Можно сказать, что КСФ успешно используются для привлечении гемопоэтических стволовых клеток периферической крови как при аутологичной, так и при аллогенной трансплантации. Установление ГКСФ или ГМКСФ в течение 4–7 дней дает возможность получить достаточное для одной или двух трансплантаций количество гемопоэтических стволовых клеток периферической крови. При аутологичной трансплантации забор гемопоэтических стволовых клеток периферической крови может быть выполнен через 7–12 дней после окончания химиотерапии с последующей стимуляцией КСФ. В таком случае проведенная до забора химиотерапия позволяет увеличить содержание гемопоэтических стволовых клеток в крови и сократить риск их контаминации опухолевыми клетками.
Трансплантация гемопоэтических стволовых клеток периферической крови способствует более быстрому восстановлению нейтрофилов и тромбоцитов по сравнению с трансплантацией костного мозга, что положительно сказывается на стоимости лечения.
Использование КСФ после инфузии гемопоэтических стволовых клеток периферической крови приводит к еще большему уменьшению периода нейтропении, при этом, однако, существенно не снижает продолжительность антибактериальной терапии или периода госпитализации больных.
Колониестимулирующие факторы вводят не ранее чем через 24 ч после цитостатиков, но не одновременно с ними.
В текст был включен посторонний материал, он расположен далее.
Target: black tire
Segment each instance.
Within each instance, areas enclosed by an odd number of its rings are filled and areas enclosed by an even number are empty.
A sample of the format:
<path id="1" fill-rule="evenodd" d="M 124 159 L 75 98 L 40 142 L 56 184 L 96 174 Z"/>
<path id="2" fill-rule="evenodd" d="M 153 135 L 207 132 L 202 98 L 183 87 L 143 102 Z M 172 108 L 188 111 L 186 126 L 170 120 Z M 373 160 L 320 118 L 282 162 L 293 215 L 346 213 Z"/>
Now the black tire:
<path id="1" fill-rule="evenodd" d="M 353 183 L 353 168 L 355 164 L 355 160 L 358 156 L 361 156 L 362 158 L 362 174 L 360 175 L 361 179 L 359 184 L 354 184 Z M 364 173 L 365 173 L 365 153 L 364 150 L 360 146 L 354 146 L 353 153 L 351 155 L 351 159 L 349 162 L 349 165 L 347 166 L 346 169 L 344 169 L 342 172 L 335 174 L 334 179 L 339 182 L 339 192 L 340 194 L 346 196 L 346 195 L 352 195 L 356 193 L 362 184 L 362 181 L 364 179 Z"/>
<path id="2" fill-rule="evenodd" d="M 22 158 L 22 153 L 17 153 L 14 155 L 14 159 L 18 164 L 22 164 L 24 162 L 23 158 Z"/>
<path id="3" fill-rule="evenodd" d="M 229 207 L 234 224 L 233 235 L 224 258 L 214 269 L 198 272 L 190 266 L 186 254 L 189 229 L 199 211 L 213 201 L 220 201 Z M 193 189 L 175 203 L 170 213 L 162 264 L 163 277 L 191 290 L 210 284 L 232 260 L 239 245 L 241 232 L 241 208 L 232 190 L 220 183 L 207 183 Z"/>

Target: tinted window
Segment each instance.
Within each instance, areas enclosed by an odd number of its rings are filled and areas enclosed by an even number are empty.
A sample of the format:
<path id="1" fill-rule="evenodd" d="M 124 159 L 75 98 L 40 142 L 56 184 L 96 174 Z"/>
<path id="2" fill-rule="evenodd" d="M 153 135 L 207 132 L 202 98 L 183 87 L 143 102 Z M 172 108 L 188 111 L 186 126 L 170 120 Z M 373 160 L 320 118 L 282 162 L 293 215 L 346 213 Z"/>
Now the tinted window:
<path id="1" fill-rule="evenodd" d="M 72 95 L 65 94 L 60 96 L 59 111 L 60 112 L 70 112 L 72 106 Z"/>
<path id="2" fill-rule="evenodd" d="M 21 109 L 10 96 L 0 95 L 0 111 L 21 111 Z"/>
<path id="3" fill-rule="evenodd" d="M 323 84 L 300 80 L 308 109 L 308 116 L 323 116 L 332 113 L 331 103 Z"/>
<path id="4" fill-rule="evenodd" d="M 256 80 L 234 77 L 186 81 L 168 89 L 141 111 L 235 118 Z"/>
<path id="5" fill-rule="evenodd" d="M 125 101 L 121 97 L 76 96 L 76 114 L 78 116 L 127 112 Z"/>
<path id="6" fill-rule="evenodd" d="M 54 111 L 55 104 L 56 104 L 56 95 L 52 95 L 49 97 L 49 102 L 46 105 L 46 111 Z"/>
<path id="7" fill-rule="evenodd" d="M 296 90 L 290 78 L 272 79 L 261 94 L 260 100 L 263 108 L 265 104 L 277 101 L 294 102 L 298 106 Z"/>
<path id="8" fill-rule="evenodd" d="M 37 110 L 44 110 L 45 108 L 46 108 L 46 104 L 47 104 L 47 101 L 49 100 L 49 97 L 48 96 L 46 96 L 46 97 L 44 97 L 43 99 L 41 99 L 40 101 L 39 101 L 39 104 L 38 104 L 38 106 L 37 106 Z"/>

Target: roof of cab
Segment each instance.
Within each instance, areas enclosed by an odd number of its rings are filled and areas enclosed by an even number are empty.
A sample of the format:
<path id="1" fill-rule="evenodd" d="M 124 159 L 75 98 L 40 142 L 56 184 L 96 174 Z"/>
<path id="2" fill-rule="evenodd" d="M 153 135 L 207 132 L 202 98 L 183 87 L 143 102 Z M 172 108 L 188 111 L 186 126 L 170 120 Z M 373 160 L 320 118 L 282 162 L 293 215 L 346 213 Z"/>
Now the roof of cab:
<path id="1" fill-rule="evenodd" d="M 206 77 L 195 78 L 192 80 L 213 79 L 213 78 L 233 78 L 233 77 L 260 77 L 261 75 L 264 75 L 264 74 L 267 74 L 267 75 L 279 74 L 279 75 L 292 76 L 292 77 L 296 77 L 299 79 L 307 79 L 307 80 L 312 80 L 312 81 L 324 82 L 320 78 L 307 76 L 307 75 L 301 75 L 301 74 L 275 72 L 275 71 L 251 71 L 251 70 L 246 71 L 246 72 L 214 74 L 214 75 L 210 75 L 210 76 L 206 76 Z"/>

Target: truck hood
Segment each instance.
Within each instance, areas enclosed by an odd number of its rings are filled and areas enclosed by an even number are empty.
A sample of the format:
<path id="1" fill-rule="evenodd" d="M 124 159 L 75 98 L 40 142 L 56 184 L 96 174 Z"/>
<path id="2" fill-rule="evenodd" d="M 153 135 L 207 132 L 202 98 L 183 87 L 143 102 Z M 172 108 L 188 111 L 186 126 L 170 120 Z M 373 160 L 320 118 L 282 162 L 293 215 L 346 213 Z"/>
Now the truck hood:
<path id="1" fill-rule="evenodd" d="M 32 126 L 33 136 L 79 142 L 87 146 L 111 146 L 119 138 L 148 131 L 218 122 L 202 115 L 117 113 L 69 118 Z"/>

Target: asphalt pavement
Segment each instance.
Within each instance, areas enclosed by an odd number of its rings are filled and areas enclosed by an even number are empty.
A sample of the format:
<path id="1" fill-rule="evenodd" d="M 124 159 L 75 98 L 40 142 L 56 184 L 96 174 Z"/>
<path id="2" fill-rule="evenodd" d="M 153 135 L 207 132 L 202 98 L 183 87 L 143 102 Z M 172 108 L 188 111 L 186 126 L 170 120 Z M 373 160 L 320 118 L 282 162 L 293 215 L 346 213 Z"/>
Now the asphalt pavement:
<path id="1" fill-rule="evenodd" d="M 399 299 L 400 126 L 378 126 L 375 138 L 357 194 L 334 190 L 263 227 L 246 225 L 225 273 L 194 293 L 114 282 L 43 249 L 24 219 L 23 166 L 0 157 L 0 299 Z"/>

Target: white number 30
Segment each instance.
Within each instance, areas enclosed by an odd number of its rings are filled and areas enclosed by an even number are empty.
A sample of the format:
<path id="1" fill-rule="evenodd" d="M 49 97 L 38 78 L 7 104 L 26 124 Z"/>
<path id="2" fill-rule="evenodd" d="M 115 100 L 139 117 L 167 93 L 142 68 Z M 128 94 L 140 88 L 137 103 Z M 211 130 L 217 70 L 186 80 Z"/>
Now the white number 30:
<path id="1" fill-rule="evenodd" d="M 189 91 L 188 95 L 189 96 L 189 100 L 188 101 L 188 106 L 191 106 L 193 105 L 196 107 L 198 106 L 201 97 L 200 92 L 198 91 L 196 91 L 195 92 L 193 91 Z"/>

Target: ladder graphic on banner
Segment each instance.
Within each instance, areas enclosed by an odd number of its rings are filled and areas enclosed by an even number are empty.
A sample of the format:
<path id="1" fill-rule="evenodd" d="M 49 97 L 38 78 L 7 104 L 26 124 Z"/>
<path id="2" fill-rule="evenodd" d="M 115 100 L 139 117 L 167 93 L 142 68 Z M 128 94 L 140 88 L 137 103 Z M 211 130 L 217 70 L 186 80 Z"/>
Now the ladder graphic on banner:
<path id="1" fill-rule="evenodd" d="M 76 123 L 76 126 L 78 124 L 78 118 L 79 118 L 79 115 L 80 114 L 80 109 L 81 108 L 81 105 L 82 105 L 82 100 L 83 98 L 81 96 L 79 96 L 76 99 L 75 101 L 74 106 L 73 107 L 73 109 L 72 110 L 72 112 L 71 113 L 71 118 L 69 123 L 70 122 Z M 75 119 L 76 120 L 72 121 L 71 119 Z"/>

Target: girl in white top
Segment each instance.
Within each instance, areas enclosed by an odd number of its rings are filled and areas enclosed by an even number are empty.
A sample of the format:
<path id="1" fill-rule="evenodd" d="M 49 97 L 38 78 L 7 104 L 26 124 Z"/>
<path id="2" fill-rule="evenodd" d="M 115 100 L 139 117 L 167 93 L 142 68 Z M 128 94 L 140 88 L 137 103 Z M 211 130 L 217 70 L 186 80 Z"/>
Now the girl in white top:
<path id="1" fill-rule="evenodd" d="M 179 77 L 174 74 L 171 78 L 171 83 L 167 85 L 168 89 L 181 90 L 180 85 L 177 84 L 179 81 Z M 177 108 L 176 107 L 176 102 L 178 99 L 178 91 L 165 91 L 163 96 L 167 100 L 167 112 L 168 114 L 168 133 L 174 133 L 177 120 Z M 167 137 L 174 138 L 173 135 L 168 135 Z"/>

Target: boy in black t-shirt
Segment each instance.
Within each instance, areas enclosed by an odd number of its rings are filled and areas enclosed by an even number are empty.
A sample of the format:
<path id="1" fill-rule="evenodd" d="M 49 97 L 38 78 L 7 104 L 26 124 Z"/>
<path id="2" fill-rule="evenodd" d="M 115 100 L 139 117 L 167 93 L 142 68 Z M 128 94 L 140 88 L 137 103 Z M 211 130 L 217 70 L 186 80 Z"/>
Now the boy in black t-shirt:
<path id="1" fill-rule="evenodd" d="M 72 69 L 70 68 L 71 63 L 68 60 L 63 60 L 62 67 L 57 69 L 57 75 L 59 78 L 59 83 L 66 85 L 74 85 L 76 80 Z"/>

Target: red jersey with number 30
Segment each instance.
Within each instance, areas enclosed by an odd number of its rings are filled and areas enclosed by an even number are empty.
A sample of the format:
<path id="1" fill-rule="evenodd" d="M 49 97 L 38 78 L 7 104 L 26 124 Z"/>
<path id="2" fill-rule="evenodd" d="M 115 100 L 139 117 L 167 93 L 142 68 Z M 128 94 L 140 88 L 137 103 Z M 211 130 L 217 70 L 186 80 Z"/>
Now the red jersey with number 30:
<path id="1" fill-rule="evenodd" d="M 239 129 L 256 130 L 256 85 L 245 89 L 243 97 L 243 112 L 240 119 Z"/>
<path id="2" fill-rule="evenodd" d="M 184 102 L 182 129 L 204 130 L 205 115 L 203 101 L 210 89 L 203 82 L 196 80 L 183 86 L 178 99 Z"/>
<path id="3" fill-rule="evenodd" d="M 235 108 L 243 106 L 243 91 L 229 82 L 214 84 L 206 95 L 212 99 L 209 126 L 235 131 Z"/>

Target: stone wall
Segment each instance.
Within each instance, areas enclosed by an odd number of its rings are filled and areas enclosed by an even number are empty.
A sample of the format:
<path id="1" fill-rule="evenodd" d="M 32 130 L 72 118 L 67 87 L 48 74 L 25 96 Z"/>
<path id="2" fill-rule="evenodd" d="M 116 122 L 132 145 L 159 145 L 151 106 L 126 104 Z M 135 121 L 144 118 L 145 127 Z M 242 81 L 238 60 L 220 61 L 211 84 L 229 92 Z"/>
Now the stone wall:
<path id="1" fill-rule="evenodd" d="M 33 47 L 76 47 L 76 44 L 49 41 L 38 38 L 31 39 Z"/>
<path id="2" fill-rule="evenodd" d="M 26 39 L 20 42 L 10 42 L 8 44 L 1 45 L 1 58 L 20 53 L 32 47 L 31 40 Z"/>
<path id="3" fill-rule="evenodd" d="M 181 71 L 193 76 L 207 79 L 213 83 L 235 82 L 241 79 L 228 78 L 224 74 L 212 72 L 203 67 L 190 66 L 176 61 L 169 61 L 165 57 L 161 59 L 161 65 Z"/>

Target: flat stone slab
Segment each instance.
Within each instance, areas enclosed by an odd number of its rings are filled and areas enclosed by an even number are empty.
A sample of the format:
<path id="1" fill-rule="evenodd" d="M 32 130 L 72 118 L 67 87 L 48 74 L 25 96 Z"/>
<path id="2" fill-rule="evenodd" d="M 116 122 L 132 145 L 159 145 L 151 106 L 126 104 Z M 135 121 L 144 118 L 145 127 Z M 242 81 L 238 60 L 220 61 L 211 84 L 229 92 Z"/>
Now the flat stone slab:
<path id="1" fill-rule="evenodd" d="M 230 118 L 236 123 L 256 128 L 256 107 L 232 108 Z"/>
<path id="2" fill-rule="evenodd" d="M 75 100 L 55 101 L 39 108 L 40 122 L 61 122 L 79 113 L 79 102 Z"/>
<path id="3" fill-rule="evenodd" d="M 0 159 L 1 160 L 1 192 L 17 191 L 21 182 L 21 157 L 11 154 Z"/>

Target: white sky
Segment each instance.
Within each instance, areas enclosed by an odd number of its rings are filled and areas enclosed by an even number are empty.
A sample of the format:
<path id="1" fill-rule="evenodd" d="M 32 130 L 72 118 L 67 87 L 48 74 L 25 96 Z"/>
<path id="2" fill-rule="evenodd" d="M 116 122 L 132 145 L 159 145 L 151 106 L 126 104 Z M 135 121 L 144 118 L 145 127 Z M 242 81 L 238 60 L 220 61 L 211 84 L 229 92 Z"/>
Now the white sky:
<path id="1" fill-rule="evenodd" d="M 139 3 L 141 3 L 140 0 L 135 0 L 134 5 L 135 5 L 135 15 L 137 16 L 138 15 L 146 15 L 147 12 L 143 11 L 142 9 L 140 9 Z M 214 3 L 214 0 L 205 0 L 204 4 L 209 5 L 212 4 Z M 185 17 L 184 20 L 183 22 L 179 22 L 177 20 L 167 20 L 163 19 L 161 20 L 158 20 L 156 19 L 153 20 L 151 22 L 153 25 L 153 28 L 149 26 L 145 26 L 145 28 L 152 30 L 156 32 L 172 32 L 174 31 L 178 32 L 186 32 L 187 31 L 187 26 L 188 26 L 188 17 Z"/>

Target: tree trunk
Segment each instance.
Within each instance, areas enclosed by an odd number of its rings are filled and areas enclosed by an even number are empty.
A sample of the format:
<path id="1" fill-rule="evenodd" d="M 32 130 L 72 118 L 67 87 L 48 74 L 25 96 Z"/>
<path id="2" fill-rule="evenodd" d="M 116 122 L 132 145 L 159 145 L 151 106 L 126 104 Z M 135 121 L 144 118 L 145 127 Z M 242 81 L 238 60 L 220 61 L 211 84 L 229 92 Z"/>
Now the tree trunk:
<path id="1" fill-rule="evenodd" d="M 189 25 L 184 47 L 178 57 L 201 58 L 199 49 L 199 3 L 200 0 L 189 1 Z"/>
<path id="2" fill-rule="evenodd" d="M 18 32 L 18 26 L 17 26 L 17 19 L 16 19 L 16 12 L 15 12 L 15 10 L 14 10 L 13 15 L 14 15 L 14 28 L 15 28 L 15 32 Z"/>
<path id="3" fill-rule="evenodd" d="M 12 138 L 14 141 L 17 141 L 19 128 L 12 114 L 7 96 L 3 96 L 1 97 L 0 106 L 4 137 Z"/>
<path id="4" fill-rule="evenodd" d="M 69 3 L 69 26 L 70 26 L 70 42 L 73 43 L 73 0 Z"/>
Использование КСФ противопоказано во время облучения органов грудной клетки, из-за риска осложнений.
Пролиферация/дифференцировка | Г-КСФ (филграстим) | ГМ-КСФ (сарграмостим) |
Нейтрофилы | Да | Да |
Эозинофилы | Нет | Да |
Макрофаги | Нет | Да |
Миграция нейтрофилов | Усиливает | Ингибирует |
Сопоставительные клинические исследования Г-КСФ и ГМ-КСФ (филграстима и сарграмостима) показали несколько более выраженные побочные эффекты ГМ-КСФ, однако определенных доказательств преобладаний одного препарата перед другим получено не было.
Профилактическое назначение Г-КСФ, таких как филграстим, ленограстим или пэгфилграстим, необходимо для уменьшения риска ФН. Использовать Г-КСФ рекомендовано пациентам, которые получают ХТ с значительно высоким риском ФН (более 40%), а при применении ХТ с риском 10–20% особое внимание должно уделяться факторам риска, которые могут увеличить вероятность развития ФН. Клинический материал показывает, что филграстим, ленограстим и пэгфилграстим имеют клиническую результативность и рекомендуются для использования.